Il y avait quelque chose en moi qui ne voulait pas avouer sa défaite, qui ne voulait pas accepter la reddition, même si je crus à un moment que je trouverais cette paix dans l’abandon de la lutte de classes, dans son reniement, parce qu’il fallait vivre aujourd’hui et maintenant. Je croyais que la réconciliation était possible parce qu’en découvrant un monde qui m’était étranger, celui de la classe moyenne, je n’y rencontrais pas mes ennemis objectifs de classe. Je les voyais plus aliénés, plus prolétaires, que les ouvriers, surtout l’intelligentsia, parce qu’ils ne savaient pas faire pousser un légume ou planter un clou. Ils ne savaient que parler ou écrire, penser et non agir.

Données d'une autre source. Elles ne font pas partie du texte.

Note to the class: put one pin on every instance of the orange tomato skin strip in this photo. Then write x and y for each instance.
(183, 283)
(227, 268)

Voilà peut-être pourquoi je n’écrivais pas ou si peu et si mal, pourquoi je luttais contre ce prurit qui me démangeait en certaines périodes, quand je pensais que je n’arriverais à rien dans cette vie, que je n’y serais jamais heureux. L’écriture ne pouvait être qu’un pis-aller à l’action. Me donner à l’écriture, c’était rendre définitivement les armes. Certes, il y avait toujours ce début d’Une saison en enfer de Rimbaud que je connais toujours par cœur et qui venait me titiller, presque une paraphrase de la citation de Bergounioux que j’ai mise en exergue :
« Jadis, si je me souviens bien, ma vie était un festin où s’ouvraient tous les cœurs, où tous les vins coulaient.
Un soir, j’ai assis la Beauté sur mes genoux. – Et je l’ai trouvée amère. – Et je l’ai injuriée.
Je me suis armé contre la justice.
Je me suis enfui. O sorcières, ô misère, ô haine, c’est à vous que mon trésor a été confié ! »
Mais, ce « jadis », n’est-ce pas l’enfant avant le langage, l’infant, l’innocent avant l’écriture, n’est-ce pas « la vie antérieure, nimbée de paroles » avant que le scribe frappe l’argile, bien plus de mille avant ces « plus de mille ans pour que l’écrit s’affranchisse de sa fonction primitive, comptable, coercitive » (Bergounioux, Le Corps de la lettre) ? Les cœurs qui s’ouvrent ne sont-ils pas ceux du « communisme primitif » ? Ces sorcières, c’est le démon incarné de l’écriture. Démon que Rimbaud exorcisa en abandonnant la poésie, l’écriture, s’enfuyant vers des terres « primitives ».